Tara Reid’s Honorable Mentions

May 23rd, 2006 // 4 Comments

While Tara Reid has kept a pretty low profile of late, except for her appearances at Cannes recently, she and her reputation are still kept through numerous references in the press. Although, they aren’t the type of references that she was probably hoping for.

Lindsay Lohan, at her mechanical line-reading, Tara Reid-raspy worst . . . (Source)

It’s approximately seven tons of mobile metal that sucks fluids like Tara Reid at an open bar. (Source)
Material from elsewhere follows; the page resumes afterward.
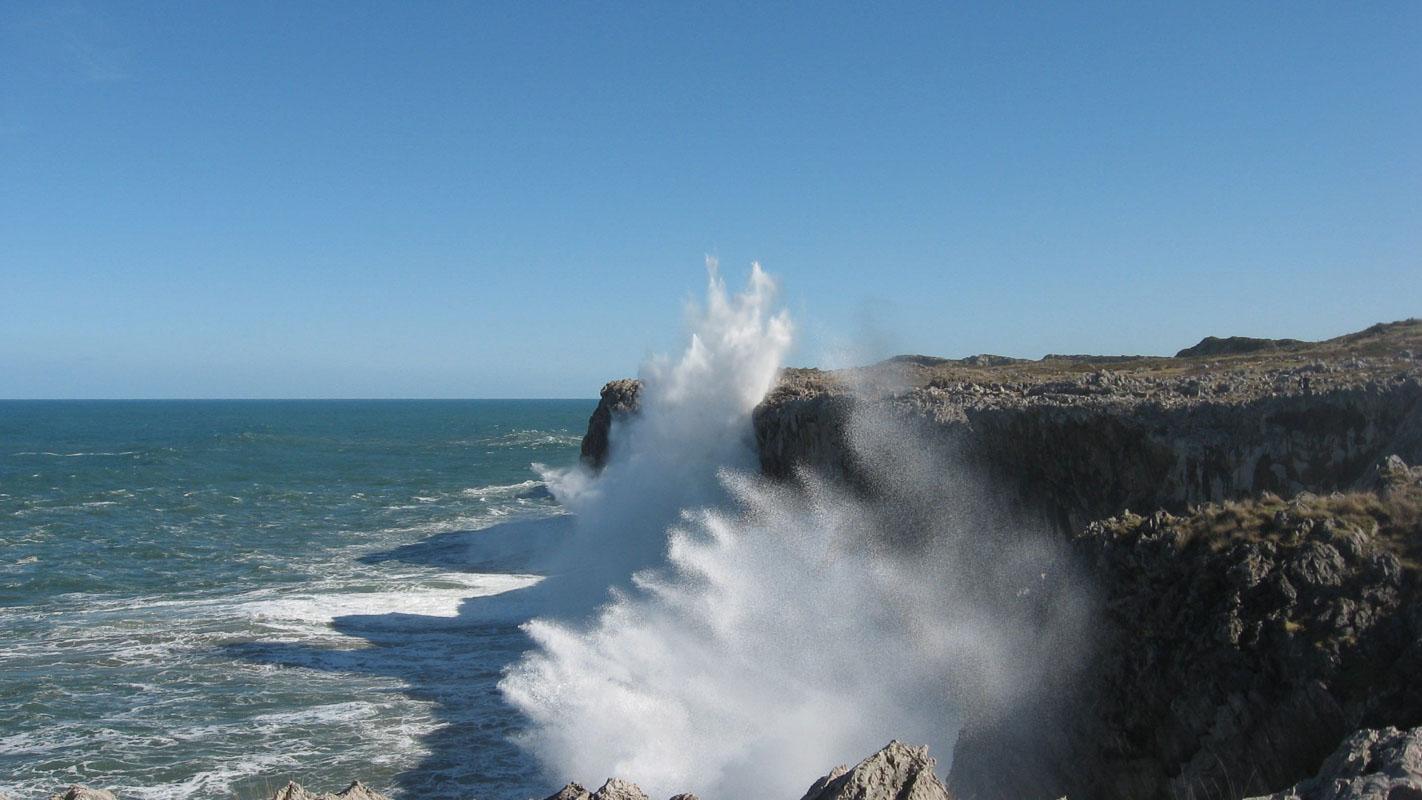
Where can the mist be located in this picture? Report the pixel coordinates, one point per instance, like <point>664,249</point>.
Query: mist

Lindsay Lohan has become one of the most overexposed celebrities in Hollywood today, second only to Tom Cruise. She had better learn to act, and quickly, otherwise I see her becoming tomorrow’s Tara Reid. (Source)

Maybe the lingering curses from his stints with Alyssa Milano — the Tara Reid of baseball girlfriends . . . (Source)

Photos of Tara Reid after getting hair extensions in Cannes, after the jump.

(Images via Saving Face)

By Miu von Furstenberg

  1. doofus

    why doesn’t she at least get some that MATCH her hair color?

    eesh, that looks so cheap.

  2. Hair No Evil

    Her hair is so damn fried from the peroxide, the extensions are gonna break off what little hair she has left!

  3. las

    You guys summed up the hair, so I’ll just add that she was apparently never told that when you get implants to small breasts, you’ll need a bra. Those boobies are sagging like an old woman’s!

  4. doofus

    las, you ain’t kidding.

    I noticed the same thing…if she doesn’t start wearing one, they’ll be sagging to her waist in a couple of years.

    what she needs to do is take the implants out.